The door had not been quite closed, and it opened noiselessly.

"She does not mean me, mother," said Alister; "she means Jesus
Christ. He would say to you, LET HER ALONE. He does not care for
Society. Its ways are not his ways, nor its laws his laws. Come in,
Mercy. I am sorry my mother's trouble about me should have made her
inhospitable to you!"

"I cannot come in, Alister, if she will not let me!" answered Mercy.

"Pray walk in!" said Mrs.
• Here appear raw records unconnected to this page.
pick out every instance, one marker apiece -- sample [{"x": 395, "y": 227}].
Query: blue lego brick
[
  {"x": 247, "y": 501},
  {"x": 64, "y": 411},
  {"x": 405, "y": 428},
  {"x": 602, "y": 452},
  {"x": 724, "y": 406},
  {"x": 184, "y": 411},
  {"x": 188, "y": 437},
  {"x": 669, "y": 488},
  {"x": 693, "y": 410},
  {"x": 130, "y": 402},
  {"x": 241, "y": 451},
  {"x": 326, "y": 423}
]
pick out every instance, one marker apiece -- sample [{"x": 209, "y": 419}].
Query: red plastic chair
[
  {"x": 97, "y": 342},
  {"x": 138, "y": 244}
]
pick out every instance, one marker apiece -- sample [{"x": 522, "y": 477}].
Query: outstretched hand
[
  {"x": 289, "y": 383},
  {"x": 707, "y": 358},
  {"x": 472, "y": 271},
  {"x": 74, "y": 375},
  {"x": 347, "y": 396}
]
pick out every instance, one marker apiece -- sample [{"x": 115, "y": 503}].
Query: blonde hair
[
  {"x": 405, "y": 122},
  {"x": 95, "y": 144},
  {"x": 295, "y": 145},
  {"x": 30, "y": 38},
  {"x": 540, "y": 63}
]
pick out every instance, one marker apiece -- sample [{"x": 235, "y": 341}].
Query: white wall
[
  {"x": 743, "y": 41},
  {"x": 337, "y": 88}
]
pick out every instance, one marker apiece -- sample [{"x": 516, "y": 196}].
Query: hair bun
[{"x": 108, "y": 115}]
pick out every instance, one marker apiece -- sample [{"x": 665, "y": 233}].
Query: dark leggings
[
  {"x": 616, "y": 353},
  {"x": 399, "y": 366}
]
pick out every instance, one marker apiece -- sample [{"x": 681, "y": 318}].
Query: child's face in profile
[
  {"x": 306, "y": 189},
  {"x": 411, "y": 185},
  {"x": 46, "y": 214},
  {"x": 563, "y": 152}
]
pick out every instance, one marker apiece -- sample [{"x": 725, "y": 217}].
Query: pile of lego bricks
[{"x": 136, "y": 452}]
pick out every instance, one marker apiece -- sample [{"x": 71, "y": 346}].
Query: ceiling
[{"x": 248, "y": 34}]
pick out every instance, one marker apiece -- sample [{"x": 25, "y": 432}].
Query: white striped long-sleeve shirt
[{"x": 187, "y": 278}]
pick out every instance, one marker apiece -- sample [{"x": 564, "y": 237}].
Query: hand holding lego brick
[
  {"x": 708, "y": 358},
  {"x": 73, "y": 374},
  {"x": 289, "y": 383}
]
Macruadh.

She would have passed Mercy, going toward the kitchen, but the
TRANCE was narrow, and Mercy did not move.

"You see, Alister, I cannot!" she insisted. "That would not please, would it?" she added reverently. "Tell me how you are, and I will go, and come again to-morrow."
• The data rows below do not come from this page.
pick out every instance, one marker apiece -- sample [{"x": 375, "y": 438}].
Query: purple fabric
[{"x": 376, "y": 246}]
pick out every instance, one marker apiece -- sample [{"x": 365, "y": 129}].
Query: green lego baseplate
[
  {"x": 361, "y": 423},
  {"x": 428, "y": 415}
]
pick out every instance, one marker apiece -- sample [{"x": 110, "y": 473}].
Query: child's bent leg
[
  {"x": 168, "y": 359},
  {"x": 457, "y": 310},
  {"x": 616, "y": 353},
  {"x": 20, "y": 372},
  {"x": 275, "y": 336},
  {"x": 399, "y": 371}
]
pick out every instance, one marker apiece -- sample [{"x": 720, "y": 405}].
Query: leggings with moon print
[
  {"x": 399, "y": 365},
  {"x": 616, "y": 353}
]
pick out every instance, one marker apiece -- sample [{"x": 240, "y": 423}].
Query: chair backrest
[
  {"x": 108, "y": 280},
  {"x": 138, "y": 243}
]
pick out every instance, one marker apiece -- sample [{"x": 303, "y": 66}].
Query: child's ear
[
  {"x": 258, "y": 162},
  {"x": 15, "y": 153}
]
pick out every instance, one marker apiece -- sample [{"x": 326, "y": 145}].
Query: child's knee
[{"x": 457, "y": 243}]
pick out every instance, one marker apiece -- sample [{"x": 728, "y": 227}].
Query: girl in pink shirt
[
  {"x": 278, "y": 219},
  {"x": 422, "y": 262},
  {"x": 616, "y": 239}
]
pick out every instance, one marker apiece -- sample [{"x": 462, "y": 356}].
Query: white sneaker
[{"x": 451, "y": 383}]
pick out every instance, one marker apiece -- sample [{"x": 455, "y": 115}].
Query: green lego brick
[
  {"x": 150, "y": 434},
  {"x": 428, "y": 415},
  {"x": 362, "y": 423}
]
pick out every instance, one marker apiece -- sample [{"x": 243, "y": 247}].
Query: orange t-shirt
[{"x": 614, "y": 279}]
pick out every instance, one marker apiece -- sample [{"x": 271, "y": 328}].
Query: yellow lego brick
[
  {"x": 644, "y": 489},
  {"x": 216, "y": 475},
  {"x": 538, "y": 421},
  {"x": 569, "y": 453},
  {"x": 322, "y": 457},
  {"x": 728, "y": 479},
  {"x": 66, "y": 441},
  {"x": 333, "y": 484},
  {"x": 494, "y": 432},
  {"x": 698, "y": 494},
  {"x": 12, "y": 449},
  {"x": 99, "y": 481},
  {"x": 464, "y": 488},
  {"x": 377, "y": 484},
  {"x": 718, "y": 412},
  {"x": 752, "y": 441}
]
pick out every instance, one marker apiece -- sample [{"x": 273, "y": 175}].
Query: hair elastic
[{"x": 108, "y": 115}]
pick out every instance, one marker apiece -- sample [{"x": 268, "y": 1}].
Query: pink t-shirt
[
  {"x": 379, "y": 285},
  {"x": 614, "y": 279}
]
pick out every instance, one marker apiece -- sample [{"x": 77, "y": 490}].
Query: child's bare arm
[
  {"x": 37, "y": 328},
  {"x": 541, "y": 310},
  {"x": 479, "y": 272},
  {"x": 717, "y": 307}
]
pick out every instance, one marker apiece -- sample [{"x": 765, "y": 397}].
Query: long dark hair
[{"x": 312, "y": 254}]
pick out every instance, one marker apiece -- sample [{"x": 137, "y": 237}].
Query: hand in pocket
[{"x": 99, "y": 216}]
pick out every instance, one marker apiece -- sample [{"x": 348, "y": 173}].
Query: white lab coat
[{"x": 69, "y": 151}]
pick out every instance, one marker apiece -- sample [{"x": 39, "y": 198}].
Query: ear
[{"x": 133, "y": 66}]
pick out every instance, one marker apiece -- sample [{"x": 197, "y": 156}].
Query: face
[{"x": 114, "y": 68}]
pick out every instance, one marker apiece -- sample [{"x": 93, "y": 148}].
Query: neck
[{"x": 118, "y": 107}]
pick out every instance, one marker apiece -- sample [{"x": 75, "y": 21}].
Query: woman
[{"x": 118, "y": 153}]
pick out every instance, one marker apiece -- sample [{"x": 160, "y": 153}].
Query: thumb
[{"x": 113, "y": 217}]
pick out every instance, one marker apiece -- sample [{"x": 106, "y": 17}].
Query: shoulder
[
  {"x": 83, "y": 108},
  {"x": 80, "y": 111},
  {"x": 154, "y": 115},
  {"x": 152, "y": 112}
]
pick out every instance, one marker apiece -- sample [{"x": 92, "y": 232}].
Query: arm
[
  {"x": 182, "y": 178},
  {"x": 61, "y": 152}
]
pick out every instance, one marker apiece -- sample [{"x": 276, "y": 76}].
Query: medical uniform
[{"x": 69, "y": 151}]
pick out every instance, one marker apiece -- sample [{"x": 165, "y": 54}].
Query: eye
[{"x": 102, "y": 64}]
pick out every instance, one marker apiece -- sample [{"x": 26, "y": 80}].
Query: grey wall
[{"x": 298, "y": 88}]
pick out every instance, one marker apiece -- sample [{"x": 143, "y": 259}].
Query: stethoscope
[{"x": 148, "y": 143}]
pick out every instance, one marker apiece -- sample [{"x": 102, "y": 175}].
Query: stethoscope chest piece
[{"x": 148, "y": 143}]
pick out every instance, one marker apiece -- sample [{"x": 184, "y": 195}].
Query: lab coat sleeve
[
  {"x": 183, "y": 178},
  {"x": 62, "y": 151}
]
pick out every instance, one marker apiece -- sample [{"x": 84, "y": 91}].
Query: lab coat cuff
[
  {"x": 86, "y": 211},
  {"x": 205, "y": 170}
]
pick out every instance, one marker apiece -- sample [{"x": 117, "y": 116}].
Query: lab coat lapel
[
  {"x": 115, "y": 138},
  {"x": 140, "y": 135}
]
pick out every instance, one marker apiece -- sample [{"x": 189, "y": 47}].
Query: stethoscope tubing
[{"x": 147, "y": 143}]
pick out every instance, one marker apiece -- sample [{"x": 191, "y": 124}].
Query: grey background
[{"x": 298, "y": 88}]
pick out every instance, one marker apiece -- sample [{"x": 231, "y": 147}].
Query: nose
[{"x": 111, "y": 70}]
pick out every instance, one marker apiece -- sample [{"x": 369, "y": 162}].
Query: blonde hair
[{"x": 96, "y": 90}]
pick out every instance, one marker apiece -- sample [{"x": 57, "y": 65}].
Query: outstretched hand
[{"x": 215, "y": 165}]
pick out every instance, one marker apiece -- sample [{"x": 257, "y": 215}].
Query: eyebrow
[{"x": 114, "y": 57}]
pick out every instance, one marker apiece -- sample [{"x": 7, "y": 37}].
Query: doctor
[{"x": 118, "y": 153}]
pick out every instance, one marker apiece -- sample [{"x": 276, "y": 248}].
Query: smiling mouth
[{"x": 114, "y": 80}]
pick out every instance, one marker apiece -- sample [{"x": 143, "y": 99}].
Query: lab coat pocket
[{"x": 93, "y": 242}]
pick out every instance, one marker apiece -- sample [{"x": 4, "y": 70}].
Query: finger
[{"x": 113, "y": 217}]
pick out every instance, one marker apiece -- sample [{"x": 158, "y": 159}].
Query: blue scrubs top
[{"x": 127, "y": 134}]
Alister told her what had befallen, making little of the affair, and saying he suspected it was an accident.

"Oh, thank you!" she said, with a sigh of relief. "I meant to sit by the castle wall till the doctor came; but now I shall get back before they discover I am gone."

Without a word more, she turned and ran from the house, and reached her room unmissed and unseen.

The next was a dreary hour—the most painful that mother and son had ever passed together. The mother was all this time buttressing her pride with her grief, and the son was cut to the heart that he should have had to take part against his mother. But when the doctor came at length, and the mother saw him take out his instruments, the pride that parted her from her boy melted away.